For Pat, it seemed, the pull of the Gardens was both about her work in them and the people who filled them. Pat has volunteered her gardening expertise at Betty Ford Alpine Gardens for four—or five—years. Having moved from a home with a garden into a condo, her love for gardening found its benefit at the Betty Ford Alpine Gardens. Still, for Pat, volunteering at the Gardens has reaped another unexpected reward: “I just love it. I make friends all the time.”
Indeed, for all of the volunteers I spoke with, volunteers seemed to hold, in equal measure, both a regard for the Gardens they tended and the people they were gardening alongside. Another volunteer reflected, “I just love working in the garden. I like early season gardening, when things are emerging. They’re very beautiful and tender.” So too, later in the summer, this volunteer enjoys seeing the fruits, so to speak, of her labor: “when I come back through the gardens when I’m not working—by myself or with guests—I feel very proud of what I’ve done here.”
Joyce Toth also reflected on the beauty in growing small things; she likes to grow plants from seeds, in order to show others “what can be done from very little in the garden.” Of course, the joy of watching a garden grow anew is an oft-cited motivator for gardeners. The special thing about Betty Ford Alpine Gardens is the community—of plants and people—that come together to make and watch this happen.
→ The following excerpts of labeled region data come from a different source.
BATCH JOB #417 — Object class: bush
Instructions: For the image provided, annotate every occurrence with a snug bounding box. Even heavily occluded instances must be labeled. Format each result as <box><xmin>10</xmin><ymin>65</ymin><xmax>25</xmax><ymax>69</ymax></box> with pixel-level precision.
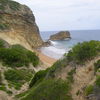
<box><xmin>4</xmin><ymin>69</ymin><xmax>33</xmax><ymax>90</ymax></box>
<box><xmin>67</xmin><ymin>41</ymin><xmax>100</xmax><ymax>64</ymax></box>
<box><xmin>21</xmin><ymin>79</ymin><xmax>72</xmax><ymax>100</ymax></box>
<box><xmin>0</xmin><ymin>24</ymin><xmax>9</xmax><ymax>30</ymax></box>
<box><xmin>94</xmin><ymin>60</ymin><xmax>100</xmax><ymax>72</ymax></box>
<box><xmin>0</xmin><ymin>0</ymin><xmax>20</xmax><ymax>11</ymax></box>
<box><xmin>27</xmin><ymin>51</ymin><xmax>39</xmax><ymax>67</ymax></box>
<box><xmin>0</xmin><ymin>45</ymin><xmax>39</xmax><ymax>67</ymax></box>
<box><xmin>0</xmin><ymin>71</ymin><xmax>2</xmax><ymax>85</ymax></box>
<box><xmin>0</xmin><ymin>48</ymin><xmax>29</xmax><ymax>67</ymax></box>
<box><xmin>0</xmin><ymin>39</ymin><xmax>4</xmax><ymax>48</ymax></box>
<box><xmin>67</xmin><ymin>69</ymin><xmax>76</xmax><ymax>83</ymax></box>
<box><xmin>29</xmin><ymin>69</ymin><xmax>48</xmax><ymax>88</ymax></box>
<box><xmin>47</xmin><ymin>58</ymin><xmax>68</xmax><ymax>78</ymax></box>
<box><xmin>85</xmin><ymin>85</ymin><xmax>94</xmax><ymax>96</ymax></box>
<box><xmin>95</xmin><ymin>76</ymin><xmax>100</xmax><ymax>87</ymax></box>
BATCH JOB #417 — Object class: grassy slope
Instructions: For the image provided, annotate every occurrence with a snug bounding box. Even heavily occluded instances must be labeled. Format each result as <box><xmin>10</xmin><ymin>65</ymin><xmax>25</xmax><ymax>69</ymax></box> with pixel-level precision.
<box><xmin>18</xmin><ymin>41</ymin><xmax>100</xmax><ymax>100</ymax></box>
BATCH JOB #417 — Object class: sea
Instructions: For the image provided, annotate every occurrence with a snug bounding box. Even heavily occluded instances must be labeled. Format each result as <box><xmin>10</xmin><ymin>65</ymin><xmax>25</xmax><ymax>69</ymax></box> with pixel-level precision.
<box><xmin>40</xmin><ymin>30</ymin><xmax>100</xmax><ymax>59</ymax></box>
Curator of Plant Collections, Colin Lee, has insisted that the work of the team of volunteers is integral to the beauty and vitality of the Gardens. In his eight years of working at Betty Ford Alpine Gardens, he has found stewarding the Gardens to be “a task that could not and would not get done without the support of our volunteers. The maintenance and upkeep of the gardens—and the extraordinary extent to which we do it—is made possible by the efforts of the volunteers.”
Much can be done, as Joyce remarked, with seeds in a garden. Much can be done too with a group of happy-to-be-here volunteers, an array of gardening tools, and a bowl of chilled fruit. The result of this alchemy is a Garden, a Community. As Pat told me, smiling, “people come through and thank us all the time” she reflected. “You really feel like a part of a community when you’re out here.”
Joyce agreed with Pat. She thinks that there is something special about the gardeners who have generously given their time to Betty Ford Alpine Gardens: “having done a lot of volunteer activities, I find we are a certain group of people that try to make a difference in whatever we do. That’s why I have things in common with these people. We’re doers.”